This study addresses the failure of legged robots on granular slopes—such as sand dunes—caused by reduced medium shear strength and gravity-induced anisotropic yielding. Through experiments with a hexapod robot on an adjustable-angle granular bed, the authors measure locomotion speed and normal/shear resistive forces to develop a physics-informed robot–terrain interaction model. They innovatively identify anchoring delay and rearward slipping—not sinkage—as the primary causes of performance degradation. Furthermore, they establish the first failure phase diagram that simultaneously incorporates both sinkage and slip-based failure mechanisms, enabling quantitative prediction and boundary delineation of locomotion risk across varying slope angles and terrain strengths. This work provides a theoretical foundation for safe and robust operation of legged robots on deformable inclines.

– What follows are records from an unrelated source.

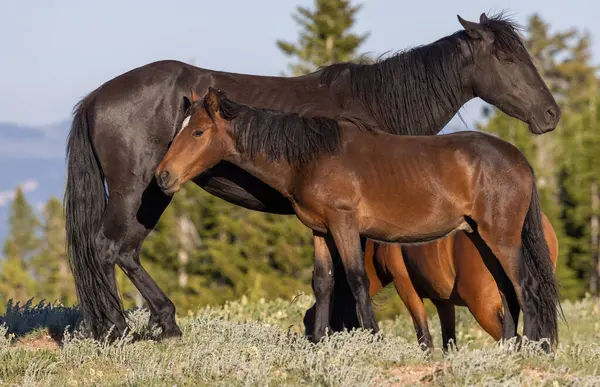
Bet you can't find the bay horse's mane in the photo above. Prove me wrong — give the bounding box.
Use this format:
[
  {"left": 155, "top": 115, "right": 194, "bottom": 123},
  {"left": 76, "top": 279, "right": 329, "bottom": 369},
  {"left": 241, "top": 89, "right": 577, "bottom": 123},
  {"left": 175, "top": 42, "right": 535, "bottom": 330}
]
[
  {"left": 320, "top": 13, "right": 529, "bottom": 135},
  {"left": 194, "top": 94, "right": 376, "bottom": 166}
]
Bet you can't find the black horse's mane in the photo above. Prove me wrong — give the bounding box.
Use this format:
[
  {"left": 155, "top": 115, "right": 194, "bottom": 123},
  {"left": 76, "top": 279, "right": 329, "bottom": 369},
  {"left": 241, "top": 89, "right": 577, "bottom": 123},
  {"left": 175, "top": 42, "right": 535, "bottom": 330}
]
[
  {"left": 320, "top": 13, "right": 529, "bottom": 135},
  {"left": 193, "top": 94, "right": 376, "bottom": 166}
]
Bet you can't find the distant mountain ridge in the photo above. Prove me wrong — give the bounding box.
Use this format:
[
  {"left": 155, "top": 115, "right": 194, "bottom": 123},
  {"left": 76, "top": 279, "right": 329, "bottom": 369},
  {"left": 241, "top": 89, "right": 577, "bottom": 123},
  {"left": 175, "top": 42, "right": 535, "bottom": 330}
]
[{"left": 0, "top": 119, "right": 71, "bottom": 246}]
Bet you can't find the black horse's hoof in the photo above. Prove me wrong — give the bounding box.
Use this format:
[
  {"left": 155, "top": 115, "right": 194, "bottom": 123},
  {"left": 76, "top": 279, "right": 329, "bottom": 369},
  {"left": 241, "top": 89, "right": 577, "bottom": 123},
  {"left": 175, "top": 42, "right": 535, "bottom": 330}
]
[{"left": 159, "top": 325, "right": 182, "bottom": 340}]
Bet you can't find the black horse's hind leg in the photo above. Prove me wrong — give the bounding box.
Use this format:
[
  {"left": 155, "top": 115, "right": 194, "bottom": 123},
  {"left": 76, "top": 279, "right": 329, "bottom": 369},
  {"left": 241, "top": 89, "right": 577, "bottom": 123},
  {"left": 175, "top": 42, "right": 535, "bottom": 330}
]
[
  {"left": 110, "top": 180, "right": 181, "bottom": 337},
  {"left": 467, "top": 232, "right": 521, "bottom": 340}
]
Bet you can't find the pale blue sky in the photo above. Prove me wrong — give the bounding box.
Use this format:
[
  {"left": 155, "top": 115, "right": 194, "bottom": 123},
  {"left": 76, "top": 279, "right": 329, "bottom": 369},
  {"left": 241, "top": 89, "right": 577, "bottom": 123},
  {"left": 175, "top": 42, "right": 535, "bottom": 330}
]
[{"left": 0, "top": 0, "right": 600, "bottom": 124}]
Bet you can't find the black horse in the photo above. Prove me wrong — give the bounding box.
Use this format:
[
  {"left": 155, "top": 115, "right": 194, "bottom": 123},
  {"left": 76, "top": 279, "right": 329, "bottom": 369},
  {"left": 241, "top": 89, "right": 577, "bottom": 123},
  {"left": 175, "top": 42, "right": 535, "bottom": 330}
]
[{"left": 65, "top": 14, "right": 560, "bottom": 337}]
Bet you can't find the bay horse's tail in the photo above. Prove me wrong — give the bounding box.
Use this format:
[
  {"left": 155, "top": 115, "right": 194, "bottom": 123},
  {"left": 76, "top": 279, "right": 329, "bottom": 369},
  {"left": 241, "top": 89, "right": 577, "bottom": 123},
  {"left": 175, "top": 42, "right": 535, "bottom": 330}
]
[
  {"left": 64, "top": 98, "right": 122, "bottom": 338},
  {"left": 519, "top": 170, "right": 559, "bottom": 346}
]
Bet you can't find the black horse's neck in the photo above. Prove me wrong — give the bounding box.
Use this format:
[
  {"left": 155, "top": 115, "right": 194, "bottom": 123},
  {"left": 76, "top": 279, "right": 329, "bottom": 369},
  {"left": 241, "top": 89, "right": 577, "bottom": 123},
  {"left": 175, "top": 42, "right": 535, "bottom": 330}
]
[{"left": 321, "top": 32, "right": 475, "bottom": 135}]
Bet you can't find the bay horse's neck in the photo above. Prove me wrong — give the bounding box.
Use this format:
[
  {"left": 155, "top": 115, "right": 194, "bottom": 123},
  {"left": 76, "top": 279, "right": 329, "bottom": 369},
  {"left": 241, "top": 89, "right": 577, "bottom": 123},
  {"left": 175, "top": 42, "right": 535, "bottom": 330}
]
[
  {"left": 226, "top": 155, "right": 297, "bottom": 197},
  {"left": 321, "top": 35, "right": 475, "bottom": 135}
]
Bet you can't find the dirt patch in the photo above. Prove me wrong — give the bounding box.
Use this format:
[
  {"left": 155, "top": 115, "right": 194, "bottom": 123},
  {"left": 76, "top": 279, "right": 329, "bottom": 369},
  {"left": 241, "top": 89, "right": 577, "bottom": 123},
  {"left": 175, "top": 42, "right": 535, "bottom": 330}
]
[
  {"left": 15, "top": 332, "right": 59, "bottom": 351},
  {"left": 389, "top": 363, "right": 443, "bottom": 386}
]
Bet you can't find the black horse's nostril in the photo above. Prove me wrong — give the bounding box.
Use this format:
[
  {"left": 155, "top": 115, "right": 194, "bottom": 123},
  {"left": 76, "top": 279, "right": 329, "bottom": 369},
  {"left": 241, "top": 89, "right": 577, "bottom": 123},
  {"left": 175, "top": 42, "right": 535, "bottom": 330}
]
[
  {"left": 546, "top": 106, "right": 558, "bottom": 122},
  {"left": 158, "top": 171, "right": 169, "bottom": 185}
]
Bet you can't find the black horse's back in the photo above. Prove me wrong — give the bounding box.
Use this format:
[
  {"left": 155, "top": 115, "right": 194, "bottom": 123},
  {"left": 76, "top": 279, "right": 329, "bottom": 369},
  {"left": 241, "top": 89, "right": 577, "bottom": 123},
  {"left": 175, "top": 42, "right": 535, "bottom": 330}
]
[{"left": 64, "top": 61, "right": 187, "bottom": 338}]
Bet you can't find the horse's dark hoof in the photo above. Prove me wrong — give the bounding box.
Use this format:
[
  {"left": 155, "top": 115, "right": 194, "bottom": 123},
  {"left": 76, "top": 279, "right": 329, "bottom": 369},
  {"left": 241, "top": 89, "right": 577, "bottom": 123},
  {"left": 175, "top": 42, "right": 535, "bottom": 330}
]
[{"left": 160, "top": 325, "right": 182, "bottom": 340}]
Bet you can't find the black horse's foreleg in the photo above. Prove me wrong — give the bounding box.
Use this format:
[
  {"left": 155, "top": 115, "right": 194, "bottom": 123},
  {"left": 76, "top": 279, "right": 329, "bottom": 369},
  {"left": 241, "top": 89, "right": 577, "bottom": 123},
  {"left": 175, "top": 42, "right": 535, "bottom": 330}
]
[
  {"left": 328, "top": 212, "right": 379, "bottom": 333},
  {"left": 110, "top": 180, "right": 181, "bottom": 337}
]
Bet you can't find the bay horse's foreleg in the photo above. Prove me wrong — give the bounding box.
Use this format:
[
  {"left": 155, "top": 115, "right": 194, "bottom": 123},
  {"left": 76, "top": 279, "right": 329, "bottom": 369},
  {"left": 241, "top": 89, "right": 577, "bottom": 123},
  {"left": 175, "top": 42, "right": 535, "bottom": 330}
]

Locomotion on granular slopes such as sand dunes remains a fundamental challenge for legged robots due to reduced shear strength and gravity-induced anisotropic yielding of granular media. Using a hexapedal robot on a tiltable granular bed, we systematically measure locomotion speed together with slope-dependent normal and shear granular resistive forces. While normal penetration resistance remains nearly unchanged with inclination, shear resistance decreases substantially as slope angle increases. Guided by these measurements, we develop a simple robot-terrain interaction model that predicts anchoring timing, step length, and resulting robot speed, as functions of terrain strength and slope angle. The model reveals that slope-induced performance loss is primarily governed by delayed anchoring and increased backward slip rather than excessive sinkage. By extending the model to generalized terrain conditions, we construct failure phase diagrams that identify sinkage- and slippage-induced failure regimes, enabling quantitative risk estimation for locomotion on granular slopes. This physics-informed framework provides predictive insight into terrain-dependent failure mechanisms and offers guidance for safer and more robust robot operation on deformable inclines.